PR2 of the 429 sequence — companion to #463 (PR1, merged).

  • Threads validationOutcome (added to TaskExecutionResult in PR1) onto the TASK_COMPLETED event payload, so both human and JSON consumers see the signal. Eval-judge / telemetry callers running pilo run --logger json now get the outcome on task:completed events without needing the function return value.
  • ChalkConsoleLogger prints a yellow warning line below the final answer only when validationOutcome === "force-accepted"; silent on "accepted" and undefined. The user already sees per-attempt TASK_VALIDATED output during the run, so the success case isn't restated.
  • Folds pnpm --filter pilo-core run check:schemas into the root check script. Local pnpm run check now catches the same schema drift CI gates on. (Flagged in PR1's session notes; small enough to bundle here.)

Extension UI surfacing of validationOutcome (badge / color in ChatView) is still deferred and not done here — out of scope for this PR.

Design Decisions

  • Event payload, not CLI return-value capture. Both ChalkConsoleLogger and JSONConsoleLogger consume events; a run.ts-only print would leave JSON consumers (eval-judge, telemetry) blind.
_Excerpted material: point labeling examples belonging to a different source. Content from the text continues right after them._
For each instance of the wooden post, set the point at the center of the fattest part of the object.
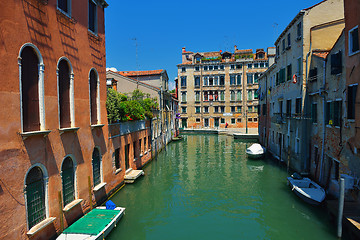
(61, 212)
(341, 206)
(90, 193)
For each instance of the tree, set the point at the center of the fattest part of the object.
(134, 106)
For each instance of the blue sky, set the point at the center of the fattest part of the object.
(162, 28)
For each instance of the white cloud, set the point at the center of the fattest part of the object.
(112, 69)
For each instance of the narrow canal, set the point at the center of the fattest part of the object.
(204, 187)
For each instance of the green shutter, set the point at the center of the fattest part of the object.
(35, 198)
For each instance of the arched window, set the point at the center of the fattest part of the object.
(94, 99)
(96, 162)
(64, 93)
(35, 196)
(30, 89)
(68, 180)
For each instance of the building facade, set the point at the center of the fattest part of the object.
(220, 89)
(285, 115)
(163, 125)
(54, 154)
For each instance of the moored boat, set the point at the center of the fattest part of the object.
(95, 225)
(306, 189)
(255, 151)
(177, 138)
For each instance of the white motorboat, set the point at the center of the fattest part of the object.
(255, 151)
(306, 189)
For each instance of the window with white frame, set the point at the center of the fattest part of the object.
(68, 180)
(232, 79)
(288, 41)
(250, 78)
(64, 6)
(354, 40)
(239, 96)
(197, 96)
(232, 95)
(183, 81)
(31, 69)
(35, 195)
(297, 143)
(351, 99)
(238, 79)
(96, 164)
(66, 93)
(94, 97)
(183, 96)
(206, 81)
(299, 30)
(92, 16)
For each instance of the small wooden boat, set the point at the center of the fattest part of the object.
(255, 151)
(306, 189)
(177, 138)
(95, 225)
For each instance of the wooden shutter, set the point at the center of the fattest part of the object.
(30, 90)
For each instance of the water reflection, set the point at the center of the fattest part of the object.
(204, 187)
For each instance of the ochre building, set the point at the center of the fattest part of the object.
(220, 89)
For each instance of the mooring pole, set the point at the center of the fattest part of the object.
(341, 206)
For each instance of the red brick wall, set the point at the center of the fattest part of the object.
(55, 35)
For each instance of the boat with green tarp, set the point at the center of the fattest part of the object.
(97, 224)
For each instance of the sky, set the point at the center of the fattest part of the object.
(149, 35)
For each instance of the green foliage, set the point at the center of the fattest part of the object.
(135, 106)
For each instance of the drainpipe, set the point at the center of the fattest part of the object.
(324, 124)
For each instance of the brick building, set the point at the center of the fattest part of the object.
(285, 119)
(57, 155)
(219, 88)
(164, 124)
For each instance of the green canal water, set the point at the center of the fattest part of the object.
(204, 187)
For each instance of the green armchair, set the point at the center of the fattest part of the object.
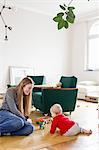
(66, 97)
(38, 80)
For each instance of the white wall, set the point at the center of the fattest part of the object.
(79, 43)
(34, 42)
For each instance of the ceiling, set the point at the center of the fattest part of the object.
(51, 7)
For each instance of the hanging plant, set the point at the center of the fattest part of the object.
(66, 17)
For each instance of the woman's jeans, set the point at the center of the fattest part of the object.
(10, 123)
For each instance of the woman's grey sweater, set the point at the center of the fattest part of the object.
(10, 102)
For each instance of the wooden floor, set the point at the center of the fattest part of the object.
(85, 113)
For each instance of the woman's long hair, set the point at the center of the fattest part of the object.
(24, 101)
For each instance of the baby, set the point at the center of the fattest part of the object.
(66, 126)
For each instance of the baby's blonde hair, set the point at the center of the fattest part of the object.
(56, 108)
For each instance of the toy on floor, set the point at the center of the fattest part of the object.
(42, 121)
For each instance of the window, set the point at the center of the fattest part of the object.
(93, 46)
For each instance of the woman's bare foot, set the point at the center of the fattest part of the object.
(84, 131)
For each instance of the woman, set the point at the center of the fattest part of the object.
(15, 109)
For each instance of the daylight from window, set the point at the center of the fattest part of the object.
(93, 47)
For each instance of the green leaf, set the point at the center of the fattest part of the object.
(60, 14)
(57, 19)
(71, 8)
(70, 19)
(60, 24)
(66, 25)
(62, 7)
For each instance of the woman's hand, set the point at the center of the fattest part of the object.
(29, 120)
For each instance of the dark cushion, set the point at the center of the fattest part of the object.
(68, 82)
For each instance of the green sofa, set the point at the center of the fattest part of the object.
(66, 97)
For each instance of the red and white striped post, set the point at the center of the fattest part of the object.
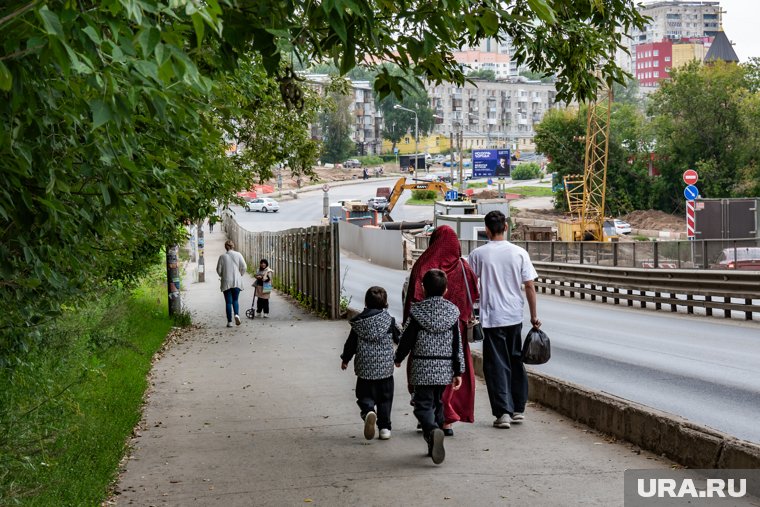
(690, 219)
(690, 177)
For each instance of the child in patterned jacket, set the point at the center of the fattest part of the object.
(373, 333)
(431, 334)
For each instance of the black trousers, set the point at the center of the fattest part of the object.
(428, 407)
(503, 370)
(376, 396)
(262, 304)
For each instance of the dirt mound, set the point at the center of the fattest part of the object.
(655, 220)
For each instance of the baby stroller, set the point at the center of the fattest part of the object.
(251, 312)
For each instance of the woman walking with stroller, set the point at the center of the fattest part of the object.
(263, 288)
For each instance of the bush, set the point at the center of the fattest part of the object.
(68, 405)
(528, 171)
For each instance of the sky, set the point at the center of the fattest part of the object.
(740, 22)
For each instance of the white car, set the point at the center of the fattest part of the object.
(264, 204)
(621, 226)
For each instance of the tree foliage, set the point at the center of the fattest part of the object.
(337, 121)
(116, 111)
(560, 136)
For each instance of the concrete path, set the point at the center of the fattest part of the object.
(261, 414)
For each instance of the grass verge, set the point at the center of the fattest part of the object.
(531, 191)
(68, 406)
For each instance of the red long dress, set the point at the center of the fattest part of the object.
(445, 253)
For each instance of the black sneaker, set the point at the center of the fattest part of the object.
(437, 452)
(369, 425)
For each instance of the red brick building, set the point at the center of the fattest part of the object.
(653, 62)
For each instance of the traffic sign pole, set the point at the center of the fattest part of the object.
(690, 219)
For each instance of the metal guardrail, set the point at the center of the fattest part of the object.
(306, 262)
(710, 290)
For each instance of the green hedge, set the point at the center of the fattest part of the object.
(529, 171)
(68, 405)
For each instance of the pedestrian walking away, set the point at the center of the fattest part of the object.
(263, 286)
(503, 268)
(431, 336)
(445, 253)
(373, 334)
(231, 268)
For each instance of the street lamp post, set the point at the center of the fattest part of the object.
(416, 129)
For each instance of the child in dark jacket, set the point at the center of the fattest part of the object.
(431, 334)
(373, 333)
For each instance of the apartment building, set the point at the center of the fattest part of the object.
(492, 114)
(673, 20)
(367, 124)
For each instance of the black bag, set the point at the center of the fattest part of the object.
(536, 347)
(474, 329)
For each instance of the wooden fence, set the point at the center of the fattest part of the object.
(306, 262)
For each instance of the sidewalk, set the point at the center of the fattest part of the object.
(261, 414)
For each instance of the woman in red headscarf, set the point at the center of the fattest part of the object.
(445, 253)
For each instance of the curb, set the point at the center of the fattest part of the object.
(677, 438)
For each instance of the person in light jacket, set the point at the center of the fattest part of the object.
(231, 268)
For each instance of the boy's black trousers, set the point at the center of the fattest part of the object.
(376, 396)
(428, 407)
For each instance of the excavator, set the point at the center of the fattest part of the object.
(401, 185)
(586, 193)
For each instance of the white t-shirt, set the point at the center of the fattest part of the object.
(502, 269)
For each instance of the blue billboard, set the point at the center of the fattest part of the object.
(490, 163)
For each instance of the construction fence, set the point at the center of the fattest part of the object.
(306, 262)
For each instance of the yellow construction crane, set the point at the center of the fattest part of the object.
(586, 193)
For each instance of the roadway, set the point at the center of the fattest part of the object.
(704, 369)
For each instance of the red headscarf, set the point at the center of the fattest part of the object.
(444, 253)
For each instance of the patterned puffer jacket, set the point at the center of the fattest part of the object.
(374, 348)
(433, 351)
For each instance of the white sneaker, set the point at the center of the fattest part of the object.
(502, 422)
(369, 425)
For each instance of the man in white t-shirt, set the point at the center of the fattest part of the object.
(503, 268)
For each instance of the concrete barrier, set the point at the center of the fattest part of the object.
(677, 438)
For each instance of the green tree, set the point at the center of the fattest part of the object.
(567, 38)
(560, 136)
(398, 122)
(336, 121)
(699, 124)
Routing through TaskCompleteEventData lights up both paths from a single source. Wire-API surface grows by one optional field on task:completed events (in addition to the stream-end complete event where the same value already lives via StreamCompleteEventData from PR1); the duplicate-on-wire was an explicit trade-off.

  • Warn only on "force-accepted". Silent on "accepted" and undefined. The validator's per-attempt verdict already shows in chalkConsole (✅ Task completed / ⚠️ Partial completion / ❌ Task failed); a final "validator accepted" footer would just restate that. Force-accept is the only state that isn't already in the chalk stream and is the only one with operational meaning.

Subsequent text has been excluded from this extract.